6.3.1.3 Environment Service URLs
A focused guide to Environment Service URLs, connecting core concepts with practical Docker and container operations.
Environment service URLs are addresses of other services an application depends on — a database, a cache, an external API — supplied through environment variables at run time, allowing the same image to correctly locate its dependencies regardless of how those dependencies are actually deployed in a given environment.

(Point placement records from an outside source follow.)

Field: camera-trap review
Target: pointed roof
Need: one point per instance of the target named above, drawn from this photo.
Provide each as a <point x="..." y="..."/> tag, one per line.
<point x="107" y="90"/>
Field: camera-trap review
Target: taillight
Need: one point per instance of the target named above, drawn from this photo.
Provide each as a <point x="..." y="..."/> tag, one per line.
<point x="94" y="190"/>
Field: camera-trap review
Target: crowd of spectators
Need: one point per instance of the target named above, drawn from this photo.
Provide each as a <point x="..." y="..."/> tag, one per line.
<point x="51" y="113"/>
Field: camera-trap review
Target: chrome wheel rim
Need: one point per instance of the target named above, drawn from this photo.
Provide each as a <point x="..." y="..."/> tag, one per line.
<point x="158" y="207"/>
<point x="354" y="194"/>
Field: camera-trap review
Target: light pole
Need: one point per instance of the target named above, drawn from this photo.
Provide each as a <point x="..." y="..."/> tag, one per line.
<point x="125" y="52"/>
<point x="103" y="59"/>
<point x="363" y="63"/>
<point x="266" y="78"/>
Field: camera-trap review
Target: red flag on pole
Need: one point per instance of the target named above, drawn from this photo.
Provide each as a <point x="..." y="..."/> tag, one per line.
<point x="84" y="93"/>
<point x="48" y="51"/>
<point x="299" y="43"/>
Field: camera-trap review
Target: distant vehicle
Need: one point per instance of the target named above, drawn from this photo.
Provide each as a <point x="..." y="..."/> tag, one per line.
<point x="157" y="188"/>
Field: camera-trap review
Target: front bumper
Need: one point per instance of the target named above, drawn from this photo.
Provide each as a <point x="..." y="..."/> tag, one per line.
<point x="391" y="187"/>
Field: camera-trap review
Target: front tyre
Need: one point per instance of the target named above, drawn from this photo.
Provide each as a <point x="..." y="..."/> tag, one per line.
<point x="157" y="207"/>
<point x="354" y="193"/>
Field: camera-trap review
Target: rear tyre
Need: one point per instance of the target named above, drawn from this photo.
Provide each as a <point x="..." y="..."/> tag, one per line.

Supplying Service URLs at Run Time
Each dependency's location is provided as its own environment variable, read by the application rather than hardcoded into the image.
docker run \
-e DATABASE_URL=postgres://prod-db.internal:5432/app \
-e REDIS_URL=redis://prod-cache.internal:6379 \
-e PAYMENT_API_URL=https://api.payments.example.com \
myapp:1.0
Why Hardcoding Service URLs Into the Image Is Problematic
An image with a service URL hardcoded into it would need to be rebuilt every time that dependency's location changed, or would need an entirely separate image variant for each environment — both significantly worse than simply supplying the URL at run time.
ENV DATABASE_URL=postgres://prod-db.internal:5432/app
docker run -e DATABASE_URL=postgres://prod-db.internal:5432/app myapp:1.0
The second approach allows the exact same image to correctly connect to a different database simply by varying the runtime-supplied URL.
Using Container Name Resolution Within a Shared Network
When dependencies run as containers on the same Docker network, their service URLs can reference the dependency's container name directly, relying on Docker's built-in name resolution rather than needing a fixed IP address.
docker run --network mynet -e DATABASE_URL=postgres://db:5432/app myapp:1.0
Here, db resolves to whatever container is named db on the shared network mynet, rather than requiring a specific, fixed address.
Why Environment Service URLs Matter
Supplying dependency locations through environment variables, rather than hardcoding them, is essential for deploying the same image correctly across multiple environments where dependencies are located differently, and for adapting smoothly when a dependency's location changes without requiring an image rebuild.